Le cas particulier des zones protégées
Si votre bien est situé dans une zone protégée (secteur sauvegardé, abords d’un monument historique, site classé ou inscrit, zone de protection du patrimoine architectural, urbain et paysager), les règles sont plus strictes et les projets soumis à l’avis des Architectes des Bâtiments de France (ABF). Dans ces secteurs :
- Des travaux normalement dispensés d’autorisation peuvent nécessiter une déclaration préalable.
- Des travaux normalement soumis à déclaration préalable peuvent nécessiter un permis de construire.
- Les délais d’instruction sont allongés.
- Le choix des matériaux, des couleurs et des formes peut être encadré de façon très précise par l’ABF.
Si vous avez le moindre doute sur le statut de votre bien, vérifiez sur le géoportail de l’urbanisme (geoportail-urbanisme.gouv.fr) ou contactez directement le service urbanisme de votre mairie. C’est gratuit, c’est rapide, et ça évite les mauvaises surprises.
Comment déposer sa demande ?
Les deux démarches se font auprès de la mairie de la commune où est situé le projet. Depuis le 1er janvier 2022, les communes de plus de 3 500 habitants sont tenues de proposer un dépôt en ligne via le guichet numérique des autorisations d’urbanisme. Pour les communes plus petites, le dépôt en mairie reste la norme, en plusieurs exemplaires selon les cas.
Les pièces à fournir varient selon le type de demande, mais comprennent généralement :
- Le formulaire Cerfa adapté (déclaration préalable : Cerfa 13703, permis de construire maison individuelle : Cerfa 13406).
- Un plan de situation du terrain dans la commune.
- Un plan de masse des constructions existantes et projetées.
- Un plan des façades et des toitures.
- Une notice descriptive du projet.
- Des photos du terrain et de l’environnement proche.
Pour un permis de construire sur une maison dont la surface totale après travaux dépasse 170 m² de surface de plancher, les plans doivent être réalisés par un architecte inscrit à l’Ordre des Architectes.
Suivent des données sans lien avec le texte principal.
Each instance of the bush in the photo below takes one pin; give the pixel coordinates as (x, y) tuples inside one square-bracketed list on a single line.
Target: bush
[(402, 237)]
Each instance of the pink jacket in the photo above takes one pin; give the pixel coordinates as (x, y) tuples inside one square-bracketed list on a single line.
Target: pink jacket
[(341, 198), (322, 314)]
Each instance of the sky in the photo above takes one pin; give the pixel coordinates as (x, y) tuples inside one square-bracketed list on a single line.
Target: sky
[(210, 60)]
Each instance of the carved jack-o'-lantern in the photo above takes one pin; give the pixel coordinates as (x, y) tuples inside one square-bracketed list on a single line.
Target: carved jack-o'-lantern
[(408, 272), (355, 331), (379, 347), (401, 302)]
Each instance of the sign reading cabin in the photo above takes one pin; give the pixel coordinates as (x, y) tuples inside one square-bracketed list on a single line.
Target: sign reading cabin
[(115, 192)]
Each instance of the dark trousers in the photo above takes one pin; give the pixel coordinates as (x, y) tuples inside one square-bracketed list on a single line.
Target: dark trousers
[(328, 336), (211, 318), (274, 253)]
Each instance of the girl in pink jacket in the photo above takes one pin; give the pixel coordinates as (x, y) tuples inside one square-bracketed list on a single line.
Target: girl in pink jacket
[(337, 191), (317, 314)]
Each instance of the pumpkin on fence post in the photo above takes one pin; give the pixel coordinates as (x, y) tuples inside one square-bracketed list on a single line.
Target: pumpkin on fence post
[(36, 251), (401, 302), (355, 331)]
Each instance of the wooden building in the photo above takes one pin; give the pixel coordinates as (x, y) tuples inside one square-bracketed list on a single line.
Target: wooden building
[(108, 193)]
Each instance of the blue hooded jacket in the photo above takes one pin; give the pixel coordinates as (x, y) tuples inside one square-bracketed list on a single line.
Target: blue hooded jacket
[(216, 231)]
Ce n’est pas une formalité : l’architecte apporte une vraie valeur ajoutée dans la conception du projet et la gestion des contraintes réglementaires.
Et si on a oublié de demander l’autorisation ?
Ça arrive plus souvent qu’on ne le pense, notamment pour des travaux réalisés par des propriétaires précédents dont on hérite la situation. Dans ce cas, plusieurs options existent :
- La régularisation : déposer a posteriori une demande d’autorisation pour les travaux réalisés. La mairie instruit le dossier comme si les travaux n’avaient pas encore été faits. Si le projet est conforme aux règles en vigueur, la régularisation est accordée. Si les travaux ne sont pas conformes, la situation est plus complexe.
- La prescription décennale : au-delà de dix ans après l’achèvement des travaux, l’action civile est prescrite. Mais cette prescription ne protège pas contre toutes les conséquences : la situation peut rester problématique lors d’une vente si l’acheteur ou son notaire identifie une non-conformité.
Dans tous les cas, si vous êtes en situation irrégulière, faites-vous accompagner par un professionnel (architecte, notaire, avocat spécialisé) avant d’engager toute démarche. Une régularisation bien préparée vaut bien mieux qu’une régularisation bâclée.
Le droit de l’urbanisme n’est pas fait pour compliquer la vie des propriétaires, même si on en a parfois l’impression. C’est un cadre qui protège aussi bien votre projet que celui de vos voisins. Autant le connaître avant de commencer.